Das Führungsgrößenmodell umfasst immer eine Klasse von Signalen, beispielsweise sprungförmige, rampenförmige, oder sinusförmige Signale. Da Signale und Systeme im Frequenzbereich gleichartig behandelt werden, kann das Innere-Modell-Prinzip dort leicht überprüft werden. Für sprungförmige Führungssignale besagt es, dass die offene Kette einen I-Anteil beinhalten muss. Es ist dabei unerheblich, ob dieser im Regler oder in der Strecke vorliegt.
[Bearbeiten] Erweiterte Regelkreisstrukturen
[Bearbeiten] Dezentrale Regelung
Die dezentrale Regelung ist ein spezieller Ansatz zur Regelung von Mehrgrößensystemen mit gleicher Anzahl m von Ein- und Ausgängen. Jeder Regelgröße wird ein Eingang zugeordnet, der möglichst großen Einfluss auf die Regelgröße hat. Für jedes Paar von Ein- und Ausgängen wird ein Eingößenregler entworfen und realisiert, insgesamt also m Eingrößen-Regelkreise.
Das Verfahren funktioniert besonders gut, wenn die Querkopplungen in der Regelstrecke (im Bild gestrichelt dargestellt) klein sind. Zur ihrer Bewertung wurden verschiedene Koppelmaße entwickelt.

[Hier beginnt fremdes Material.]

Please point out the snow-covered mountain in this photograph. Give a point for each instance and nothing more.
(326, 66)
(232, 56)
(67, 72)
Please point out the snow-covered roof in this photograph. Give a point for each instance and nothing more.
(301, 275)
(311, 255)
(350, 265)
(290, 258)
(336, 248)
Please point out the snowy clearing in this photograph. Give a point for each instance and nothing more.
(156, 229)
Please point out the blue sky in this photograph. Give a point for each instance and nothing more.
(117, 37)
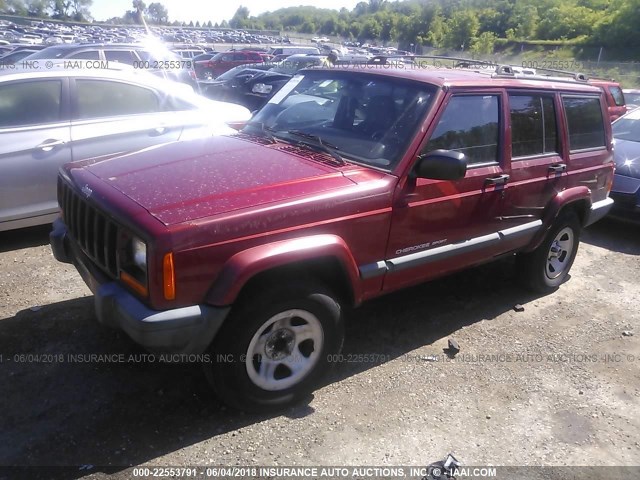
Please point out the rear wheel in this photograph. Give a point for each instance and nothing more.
(280, 341)
(547, 267)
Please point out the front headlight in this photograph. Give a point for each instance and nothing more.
(262, 88)
(139, 253)
(133, 264)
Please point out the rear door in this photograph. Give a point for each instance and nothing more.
(111, 116)
(539, 166)
(34, 143)
(440, 226)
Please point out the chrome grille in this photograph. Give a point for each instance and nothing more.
(91, 230)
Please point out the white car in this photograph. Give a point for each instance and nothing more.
(69, 111)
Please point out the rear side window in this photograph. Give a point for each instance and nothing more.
(618, 96)
(101, 98)
(469, 125)
(585, 122)
(121, 56)
(86, 55)
(30, 103)
(533, 125)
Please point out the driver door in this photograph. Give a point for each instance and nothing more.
(440, 226)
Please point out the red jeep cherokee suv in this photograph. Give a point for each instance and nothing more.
(347, 185)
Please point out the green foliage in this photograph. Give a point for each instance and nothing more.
(158, 13)
(485, 44)
(450, 25)
(462, 28)
(240, 19)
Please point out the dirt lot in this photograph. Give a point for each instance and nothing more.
(555, 384)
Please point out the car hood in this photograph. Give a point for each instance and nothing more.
(627, 158)
(184, 181)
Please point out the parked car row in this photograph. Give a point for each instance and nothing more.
(52, 33)
(252, 85)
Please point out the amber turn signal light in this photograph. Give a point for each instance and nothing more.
(168, 277)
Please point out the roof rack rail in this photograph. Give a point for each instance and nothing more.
(457, 62)
(533, 74)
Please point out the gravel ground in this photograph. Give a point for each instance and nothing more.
(555, 384)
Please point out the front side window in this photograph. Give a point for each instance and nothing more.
(367, 119)
(533, 125)
(102, 98)
(120, 56)
(30, 103)
(585, 122)
(86, 55)
(469, 125)
(628, 127)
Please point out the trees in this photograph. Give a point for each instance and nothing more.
(158, 13)
(139, 8)
(80, 10)
(37, 8)
(461, 29)
(240, 19)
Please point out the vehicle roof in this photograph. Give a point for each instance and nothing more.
(453, 77)
(74, 46)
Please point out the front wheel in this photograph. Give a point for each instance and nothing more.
(547, 267)
(275, 347)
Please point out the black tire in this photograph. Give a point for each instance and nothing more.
(248, 383)
(544, 270)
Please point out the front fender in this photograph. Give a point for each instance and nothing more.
(245, 265)
(578, 198)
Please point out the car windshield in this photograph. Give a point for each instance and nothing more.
(292, 65)
(49, 52)
(632, 98)
(234, 72)
(363, 117)
(628, 127)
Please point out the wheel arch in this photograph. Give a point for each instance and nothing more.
(321, 257)
(576, 199)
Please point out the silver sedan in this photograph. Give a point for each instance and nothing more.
(56, 112)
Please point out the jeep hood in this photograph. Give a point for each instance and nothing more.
(184, 181)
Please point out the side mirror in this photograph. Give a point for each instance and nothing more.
(441, 165)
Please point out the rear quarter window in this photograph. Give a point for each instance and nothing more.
(533, 125)
(30, 103)
(585, 122)
(618, 96)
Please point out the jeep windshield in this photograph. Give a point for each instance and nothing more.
(368, 119)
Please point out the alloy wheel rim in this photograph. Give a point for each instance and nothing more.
(284, 350)
(560, 253)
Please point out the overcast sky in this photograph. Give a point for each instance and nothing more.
(205, 10)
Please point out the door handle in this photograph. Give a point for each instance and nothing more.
(558, 168)
(499, 180)
(49, 145)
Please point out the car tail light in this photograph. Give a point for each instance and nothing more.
(168, 277)
(236, 125)
(609, 183)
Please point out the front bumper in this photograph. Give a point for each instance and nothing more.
(598, 210)
(186, 330)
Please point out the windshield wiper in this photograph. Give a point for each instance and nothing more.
(320, 144)
(266, 131)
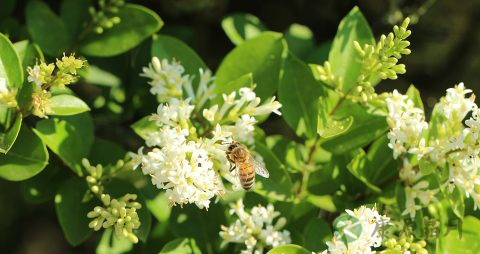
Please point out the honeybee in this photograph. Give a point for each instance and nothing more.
(246, 165)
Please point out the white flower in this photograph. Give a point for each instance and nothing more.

[Bearbeiten] Kaskadenregelung
- Hauptartikel: Kaskadenregelung
Die Idee der Kaskadenregelung besteht in der Ineinanderschachtelung von Regelkreisen. Es werden zunächst Hilfsregelgrößen mit schnellen inneren Regelkreisen geregelt, deren Sollwerte aus den Stellwerten der äußeren, langsameren Kreise bestehen.
[Bearbeiten] Smith-Prädiktor
[Bearbeiten] Split-Range Regelung
Die Split-Range Regelung betrifft die Realisierung einer Stellgröße durch mehrere Aktoren mit beschränktem Wirkbereich. Beispielsweise werden zur Temperaturregelung in einem Batch-Reaktor sowohl eine elektrische Heizung als auch eine von einem Kühlmedium durchflossene Kühlschlange eingesetzt. Ein positives Stellsignal ist durch die Ansteuerung der Heizkerzen zu realisieren. Ein negatives Stellsignal hingegen bedeutet die Anforderung von Kühlung, sodass die Heizung auszuschalten, stattdessen ein Ventil zu öffnen ist, um das Kühlmedium freizugeben.
[Bearbeiten] Störgrößenaufschaltung
Normalerweise sind Störungen ihrer Natur gemäß unbekannt. Liegt jedoch eine Messung oder Schätzung der Störung vor, so kann diese durch Aufschaltung im Regelkreis verwendet werden, um die Störunterdrückung zu verbessern.
Ein Beispiel für messbare Störungen ist die Außentemperatur in Raumtemperatur-Regelungen. Sie wird in Heizungen zur Anpassung der Vorlauftemperatur eingesetzt.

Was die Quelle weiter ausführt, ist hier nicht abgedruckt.